Sebas102 - 15 Paź 2014, 23:04 Temat postu: [MK4] Probelem ze światłami mijania i długimi. Witam. To mój pierwszy post na forum więc wypada się przedstawić. Mam na imię Sebastian i mieszkam w Cz-wie. Od niedawna mam fiestę mk4, 1.3 benzynkę. Mam problem z wariującym oświetleniem. Mianowicie gdy włączam światła dzienne nie świecą mi się wcale. Działają tylko postojowe. Świateł długich również nie mam, jest tylko jak pociągnę manetkę do siebie. Z tyłu światła są ok. Kierunki i awaryjne też działają. Nie wiem gdzie szukać probemu. Nie wydaje mi się żeby były to żarówki. Może jakiś bezpiecznik? Czy bezbieczniki w MK4 są tylko pod klapą w tej plastikowej skrzyneczce? Jeśli tak to sprawdzałem i nie było przepalonych.
Prosił bym o naprowadzenie na problem. Być może czeka mnie wizyta u elektryka, ale wolał bym najpierw sam spróbować.
Pozdrawiam Sebastian.
Freeman - 15 Paź 2014, 23:10
jako światła dzienne rozumiesz światła mijania (krótkie)?
Przyczyną może być przełącznik zespolony czyli te manetki.
Sebas102 - 16 Paź 2014, 07:28
Freeman napisał/a: | jako światła dzienne rozumiesz światła mijania (krótkie)? |
Tak, mam na myśli mijania. Dzięki za sprostowanie.
Sprawdzę po pracy co jest z tym przełącznikiem zespolonym. Może to będzie przyczyna problemu. Dzięki za pomoc w tej kwestii. Odezwę się jak nie znajdę przyczyny.
Pozdrawiam.
Parzych - 16 Paź 2014, 22:12
Sebas102 napisał/a: | Czy bezbieczniki w MK4 są tylko pod klapą w tej plastikowej skrzyneczce? | Nie, są również w kabinie, gdzieś mi się obiło o oczy, że w okolicy lewej nogi kierowcy...
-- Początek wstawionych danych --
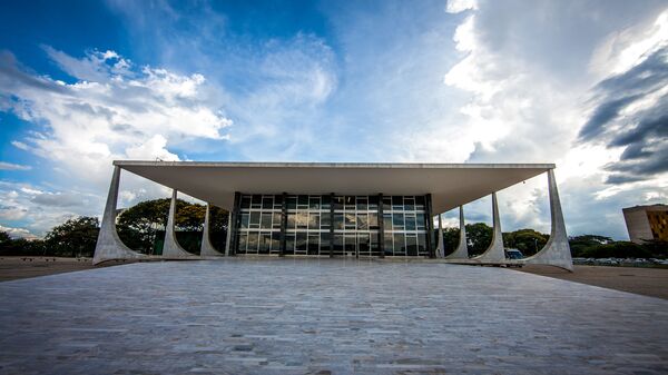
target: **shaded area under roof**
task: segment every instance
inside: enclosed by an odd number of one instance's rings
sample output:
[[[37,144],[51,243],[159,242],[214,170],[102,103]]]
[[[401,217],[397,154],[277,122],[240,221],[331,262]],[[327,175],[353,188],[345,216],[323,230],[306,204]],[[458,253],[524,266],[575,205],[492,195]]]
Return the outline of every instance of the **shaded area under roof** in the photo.
[[[444,213],[538,176],[553,164],[331,164],[117,160],[114,165],[230,210],[234,193],[424,195]]]

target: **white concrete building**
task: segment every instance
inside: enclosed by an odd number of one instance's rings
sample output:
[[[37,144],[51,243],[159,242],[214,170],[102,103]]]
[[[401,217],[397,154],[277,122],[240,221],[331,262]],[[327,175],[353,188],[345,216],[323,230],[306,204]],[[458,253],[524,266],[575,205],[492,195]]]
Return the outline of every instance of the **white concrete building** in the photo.
[[[229,211],[225,254],[426,257],[443,261],[508,264],[495,193],[540,174],[548,175],[552,229],[546,247],[521,263],[572,269],[568,237],[551,164],[302,164],[115,161],[95,263],[143,255],[116,234],[120,170],[173,189],[165,258],[189,258],[174,235],[177,191]],[[492,195],[493,240],[469,259],[463,206]],[[461,244],[446,254],[434,217],[460,207]],[[208,208],[207,208],[208,214]],[[208,239],[202,256],[222,255]],[[513,260],[515,261],[515,260]],[[517,263],[517,261],[515,261]]]

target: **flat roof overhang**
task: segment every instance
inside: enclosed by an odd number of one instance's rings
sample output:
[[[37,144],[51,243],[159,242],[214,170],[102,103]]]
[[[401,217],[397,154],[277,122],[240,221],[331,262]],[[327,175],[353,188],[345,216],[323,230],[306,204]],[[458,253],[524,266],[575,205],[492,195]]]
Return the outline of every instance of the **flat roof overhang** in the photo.
[[[432,195],[444,213],[538,176],[553,164],[114,161],[125,170],[230,210],[234,193]]]

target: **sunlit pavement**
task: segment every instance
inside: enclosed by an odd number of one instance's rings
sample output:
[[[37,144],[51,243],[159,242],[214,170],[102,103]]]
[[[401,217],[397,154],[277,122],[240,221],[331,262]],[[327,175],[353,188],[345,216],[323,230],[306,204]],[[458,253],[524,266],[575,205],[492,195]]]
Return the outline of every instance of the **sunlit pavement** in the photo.
[[[145,263],[0,284],[2,374],[666,374],[668,300],[502,268]]]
czakulec - 17 Paź 2014, 13:37
Masz oznaczenia do długich i mijania
A tu masz skrzynke bezpieczników w kabinie
Sebas102 - 17 Paź 2014, 14:57
Problem rozwiązany. Po sprawdzenie bezpieczników w przypływie ułańskiej fantazji "poszarpałem" delikatnie przełącznik zespolony i o dziwo zaczęło działać. Coś musiało nie łączyć.
Pewnie i tak mnie czeka rozbieranie i czyszczenie tego mechanizmu w niedługim czasie, ale na razie jest w porządku. Teraz czas na zamontowanie zapalniczki, bo cuś nie działa.
Pozdro i dzięki za odpowiedzi w temacie.
kuba87 - 17 Paź 2014, 17:47
tylko uważaj żeby Ci sprężynki i blaszki nie wyfrunęły
Sebas102 - 20 Paź 2014, 14:40
kuba87 napisał/a: | tylko uważaj żeby Ci sprężynki i blaszki nie wyfrunęły |
Postaram się.
Kolejny problem to nie działające gniazdo zapalniczki. Przepala bezpieczniki za każdym razem gdy wcisnę zapalniczkę. Gdzieś się robi zwarcie. Muszę wyciągnąć samo gniazdo i sprawdzić czy nie ma jakiejś rdzy. Ciągle coś nie tak z tym autkiem.